Hegel, in his own idealist way, unconsciously, in the historical sense created the knowledge of concepts. He did it, as countless human beings before him have done other things, great and small, as a result of practice. With his shuttle service of abstract estranged images, he quite unconsciously made contact with the real external world which he then promptly blocked out with the continued traffic of abstract images through his head.
His quarrel was not with his images, but the real world itself. Fortunately for all of us he was obliged to indirectly reflect the real world in his concepts, since for scientific purposes they could only be developed out of empty abstractions, whereas Marx insisted that a man who thinks does so because that is his ‘real life activity’. Hegel’s conception of real life activity was an abstract schema.
The Future of Hegel’s Concepts
Looking back now at Lenin’s proposal to the editors of Pod Znamenem in 1923, that they launch a ‘Society of Materialist Friends of the Hegelian Dialectic’, one can understand and appreciate more clearly this proposal. For Lenin, like Marx, really appreciated Hegel’s contribution to the dialectical method. They opposed Hegel, but to the end of their lives his main books were kept open right by their side.
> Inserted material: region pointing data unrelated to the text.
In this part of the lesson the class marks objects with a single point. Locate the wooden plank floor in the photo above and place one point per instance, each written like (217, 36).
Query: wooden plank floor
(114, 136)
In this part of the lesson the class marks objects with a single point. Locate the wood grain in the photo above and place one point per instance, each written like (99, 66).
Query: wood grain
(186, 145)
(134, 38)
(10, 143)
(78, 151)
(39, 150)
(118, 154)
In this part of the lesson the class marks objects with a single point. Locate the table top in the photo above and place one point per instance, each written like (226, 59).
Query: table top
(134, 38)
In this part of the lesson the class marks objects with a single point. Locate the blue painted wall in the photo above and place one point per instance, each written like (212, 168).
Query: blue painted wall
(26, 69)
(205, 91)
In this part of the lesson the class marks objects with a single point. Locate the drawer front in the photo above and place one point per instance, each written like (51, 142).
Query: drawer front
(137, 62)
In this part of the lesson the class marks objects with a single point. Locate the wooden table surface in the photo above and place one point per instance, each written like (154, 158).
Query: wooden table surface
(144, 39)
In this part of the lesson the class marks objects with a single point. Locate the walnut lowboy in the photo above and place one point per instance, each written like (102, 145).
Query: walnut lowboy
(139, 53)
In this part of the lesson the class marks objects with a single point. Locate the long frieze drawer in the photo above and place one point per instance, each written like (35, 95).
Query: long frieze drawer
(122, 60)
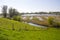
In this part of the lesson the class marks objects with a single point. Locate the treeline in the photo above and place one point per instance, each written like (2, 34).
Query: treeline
(13, 12)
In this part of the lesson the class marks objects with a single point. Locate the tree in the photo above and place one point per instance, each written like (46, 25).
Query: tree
(4, 11)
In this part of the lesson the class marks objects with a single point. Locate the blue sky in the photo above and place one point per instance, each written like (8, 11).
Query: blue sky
(32, 5)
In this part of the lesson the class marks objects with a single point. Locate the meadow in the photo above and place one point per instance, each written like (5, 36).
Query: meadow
(14, 30)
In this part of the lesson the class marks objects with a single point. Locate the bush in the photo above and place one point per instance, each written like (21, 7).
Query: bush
(53, 22)
(17, 18)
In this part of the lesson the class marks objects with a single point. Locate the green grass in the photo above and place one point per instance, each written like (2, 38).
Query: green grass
(33, 33)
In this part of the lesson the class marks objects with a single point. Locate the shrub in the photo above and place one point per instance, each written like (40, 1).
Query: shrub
(17, 18)
(53, 22)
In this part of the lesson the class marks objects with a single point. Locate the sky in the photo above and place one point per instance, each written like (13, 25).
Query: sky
(32, 5)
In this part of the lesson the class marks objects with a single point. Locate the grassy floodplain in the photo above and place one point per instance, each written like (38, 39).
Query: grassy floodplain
(13, 30)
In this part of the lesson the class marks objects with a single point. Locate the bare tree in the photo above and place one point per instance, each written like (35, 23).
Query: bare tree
(4, 11)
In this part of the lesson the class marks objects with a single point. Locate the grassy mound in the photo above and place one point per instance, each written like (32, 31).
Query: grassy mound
(20, 32)
(14, 25)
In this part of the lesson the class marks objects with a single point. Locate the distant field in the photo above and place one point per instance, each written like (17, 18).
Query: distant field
(13, 30)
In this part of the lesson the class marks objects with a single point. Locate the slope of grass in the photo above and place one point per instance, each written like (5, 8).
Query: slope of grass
(33, 33)
(11, 24)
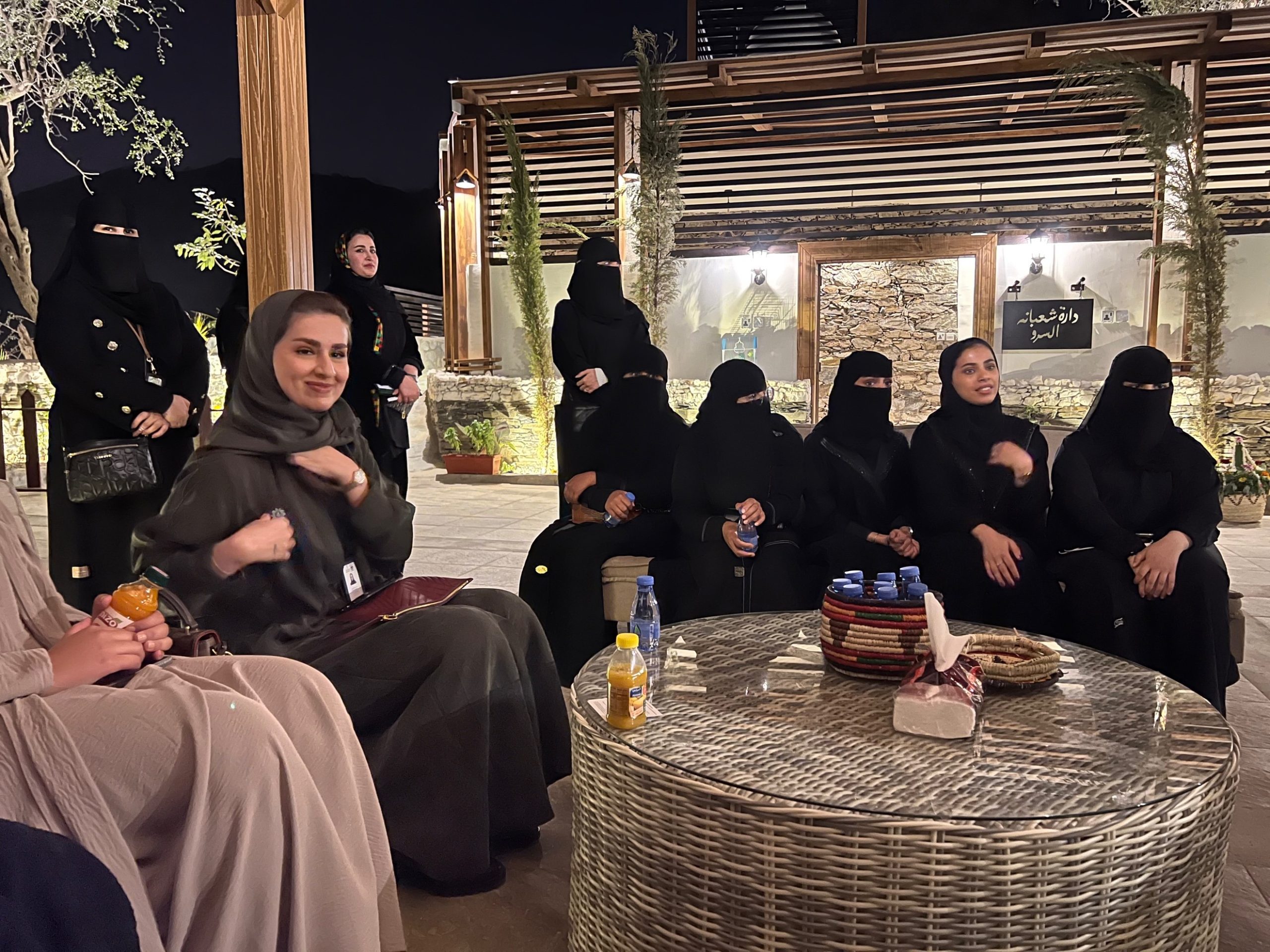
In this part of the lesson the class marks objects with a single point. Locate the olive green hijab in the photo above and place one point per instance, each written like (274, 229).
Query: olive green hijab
(261, 418)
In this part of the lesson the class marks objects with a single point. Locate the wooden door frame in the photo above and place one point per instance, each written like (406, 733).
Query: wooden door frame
(887, 248)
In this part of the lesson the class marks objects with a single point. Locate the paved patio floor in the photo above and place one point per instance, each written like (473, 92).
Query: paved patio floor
(486, 532)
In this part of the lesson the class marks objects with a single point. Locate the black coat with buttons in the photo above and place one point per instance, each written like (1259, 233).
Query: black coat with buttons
(98, 367)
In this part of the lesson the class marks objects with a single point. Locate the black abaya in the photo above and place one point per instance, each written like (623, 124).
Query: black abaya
(958, 490)
(1126, 479)
(87, 338)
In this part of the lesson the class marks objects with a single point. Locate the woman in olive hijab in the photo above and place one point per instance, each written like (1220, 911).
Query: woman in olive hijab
(457, 706)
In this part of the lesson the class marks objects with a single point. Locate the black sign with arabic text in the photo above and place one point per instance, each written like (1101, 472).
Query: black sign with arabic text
(1048, 325)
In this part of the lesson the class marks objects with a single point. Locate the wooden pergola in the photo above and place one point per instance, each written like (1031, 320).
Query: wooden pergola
(959, 136)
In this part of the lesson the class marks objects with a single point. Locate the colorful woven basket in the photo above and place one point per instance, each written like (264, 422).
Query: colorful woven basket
(868, 638)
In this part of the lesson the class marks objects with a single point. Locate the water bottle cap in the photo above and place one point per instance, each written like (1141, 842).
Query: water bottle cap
(157, 577)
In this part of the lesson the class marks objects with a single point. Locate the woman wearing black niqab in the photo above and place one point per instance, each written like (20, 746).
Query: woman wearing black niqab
(982, 481)
(859, 488)
(1135, 518)
(384, 362)
(126, 362)
(457, 706)
(595, 332)
(628, 446)
(741, 461)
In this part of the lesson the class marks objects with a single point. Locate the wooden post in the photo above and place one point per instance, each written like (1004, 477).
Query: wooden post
(275, 105)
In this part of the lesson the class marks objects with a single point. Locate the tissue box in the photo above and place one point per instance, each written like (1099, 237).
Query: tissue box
(935, 704)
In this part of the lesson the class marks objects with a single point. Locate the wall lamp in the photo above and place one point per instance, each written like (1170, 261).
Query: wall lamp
(759, 263)
(1039, 241)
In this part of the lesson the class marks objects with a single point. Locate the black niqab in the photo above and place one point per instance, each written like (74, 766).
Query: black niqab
(596, 290)
(859, 418)
(1128, 422)
(734, 441)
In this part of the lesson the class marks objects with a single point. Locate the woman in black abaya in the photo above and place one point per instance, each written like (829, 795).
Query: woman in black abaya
(593, 334)
(384, 363)
(741, 461)
(1135, 520)
(628, 446)
(982, 484)
(859, 481)
(126, 362)
(457, 706)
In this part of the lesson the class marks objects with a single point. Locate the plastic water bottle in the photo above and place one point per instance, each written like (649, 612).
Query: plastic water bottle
(908, 575)
(610, 521)
(647, 617)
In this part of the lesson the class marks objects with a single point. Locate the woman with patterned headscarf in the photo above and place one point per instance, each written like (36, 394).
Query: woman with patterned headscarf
(384, 362)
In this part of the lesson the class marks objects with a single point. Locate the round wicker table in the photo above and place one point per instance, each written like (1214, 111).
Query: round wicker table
(772, 806)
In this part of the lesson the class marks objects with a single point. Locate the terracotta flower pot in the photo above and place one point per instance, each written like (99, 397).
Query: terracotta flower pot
(473, 464)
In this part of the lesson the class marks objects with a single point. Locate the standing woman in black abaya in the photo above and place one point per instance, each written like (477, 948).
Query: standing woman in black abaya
(384, 361)
(595, 332)
(1135, 520)
(982, 488)
(741, 461)
(859, 480)
(126, 362)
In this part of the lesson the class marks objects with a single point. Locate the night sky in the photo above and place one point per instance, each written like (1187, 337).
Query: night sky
(378, 69)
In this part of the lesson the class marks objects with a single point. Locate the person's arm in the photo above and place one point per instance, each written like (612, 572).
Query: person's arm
(80, 376)
(1076, 498)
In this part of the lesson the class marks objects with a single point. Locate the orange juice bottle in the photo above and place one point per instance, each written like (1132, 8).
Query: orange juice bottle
(628, 685)
(134, 601)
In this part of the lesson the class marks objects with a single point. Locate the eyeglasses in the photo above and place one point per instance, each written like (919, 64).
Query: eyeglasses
(755, 398)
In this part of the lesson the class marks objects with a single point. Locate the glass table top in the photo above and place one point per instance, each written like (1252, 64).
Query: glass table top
(759, 710)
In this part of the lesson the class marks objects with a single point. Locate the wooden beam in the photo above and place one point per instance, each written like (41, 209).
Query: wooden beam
(275, 119)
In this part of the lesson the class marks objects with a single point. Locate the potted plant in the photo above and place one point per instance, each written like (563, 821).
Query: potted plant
(1245, 488)
(474, 450)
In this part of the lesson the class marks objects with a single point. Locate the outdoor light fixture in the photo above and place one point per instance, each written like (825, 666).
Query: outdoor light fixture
(759, 263)
(1039, 241)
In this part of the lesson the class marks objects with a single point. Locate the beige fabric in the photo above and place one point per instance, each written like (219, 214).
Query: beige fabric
(229, 796)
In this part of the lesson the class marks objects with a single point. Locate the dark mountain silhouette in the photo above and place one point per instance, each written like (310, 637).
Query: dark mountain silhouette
(405, 226)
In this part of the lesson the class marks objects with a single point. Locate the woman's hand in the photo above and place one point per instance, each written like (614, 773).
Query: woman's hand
(267, 540)
(1015, 459)
(91, 652)
(177, 414)
(1155, 569)
(408, 393)
(150, 424)
(327, 464)
(752, 512)
(1001, 555)
(903, 543)
(579, 484)
(619, 506)
(151, 631)
(745, 550)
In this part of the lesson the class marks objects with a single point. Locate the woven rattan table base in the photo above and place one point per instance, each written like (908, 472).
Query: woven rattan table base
(666, 861)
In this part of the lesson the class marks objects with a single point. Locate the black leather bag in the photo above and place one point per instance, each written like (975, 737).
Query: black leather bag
(107, 469)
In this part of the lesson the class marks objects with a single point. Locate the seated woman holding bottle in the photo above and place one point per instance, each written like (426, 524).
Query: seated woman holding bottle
(738, 492)
(282, 521)
(228, 796)
(1135, 521)
(858, 477)
(622, 502)
(982, 485)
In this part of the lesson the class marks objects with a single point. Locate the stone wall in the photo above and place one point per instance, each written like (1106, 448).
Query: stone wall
(508, 402)
(905, 309)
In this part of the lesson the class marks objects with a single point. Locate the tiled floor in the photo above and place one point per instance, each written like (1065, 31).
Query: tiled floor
(484, 532)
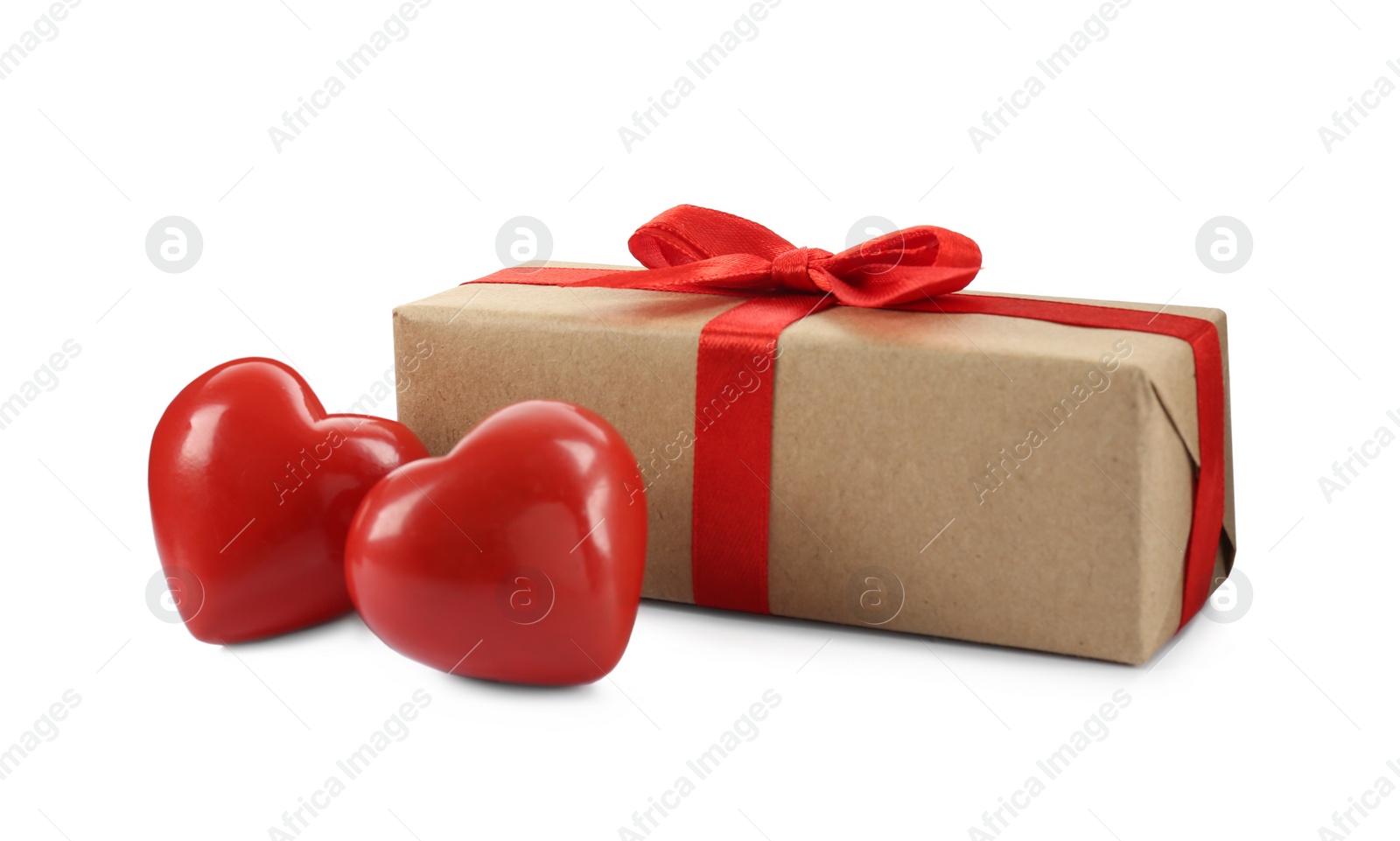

To re-read carefully the following comment by Lenin on Hegel is to sense the undertone of critical appreciation which he had for the old philosopher.
‘Movement and “self-movement”’, wrote Lenin, ‘(this arbitrary (independent), spontaneous, internally-necessary movement), “change”, “movement and vitality”, “the principal of all self-movement”. “impulse”, (Treib) to “movement” and to “activity” – the opposite to “dead Being”, - who would believe that this is the core of “Hegelianism”, of abstract Hegelianism? This core had to be discovered, understood, rescued, laid bare, refined, which is precisely what Marx and Engels did.’ (P. 141, Vol. 38)
And on page 278, Volume 38, Lenin notes: Hegel sensuously “believed”, thought, that materialism a as a philosophy was impossible, for philosophy is the science of thinking, of the Universal, but the Universal is thought. Here he repeated the error of the same subjective idealism that he always called “bad” idealism. Objective (and still more, absolute) idealism came very close to materialism by its zig-zag, (and somersault), even partially became transformed into it.’
Hegel’s scientific concepts have by no means revealed or completed their impressive contribution to Marxist analysis. Indeed, they are becoming more and more indispensable to physicists and those who work in the natural sciences. There is indeed plenty of room, still, for a ‘Society of Materialist Friends of the Dialectic’ in Britain.
It is quite a long time since Marx and Engels wrote in the German Ideology as follows:
‘ … the development of an individual is determined by the development of all the others with whom he is directly or indirectly associated and that the different generations of individuals entering into relations with one another are connected with one another, that physical existence of later generations is determined by their predecessors, and that these later generations inherit the productive forces and forms of intercourse accumulated by their predecessors, their own mutual relations being determined thereby.
‘In short it is clear that development takes place and that the history of an individual cannot possibly be separated from the history of preceding or contemporary individuals by this history. (Marx and Engels Collected Works, Vol. 5, page 438)
What they are saying is something like this: The collective content of man’s knowledge is rising by leaps and bounds. Through the flexible use of Hegelian concepts and the categories that give rise to them, we shall learn how to analyse this new knowledge as it grows and expands. But this can only be done when we ourselves become familiar with Hegel and learn to ‘stand him on his materialist feet’ in the process of using his concepts to cognise to objective world.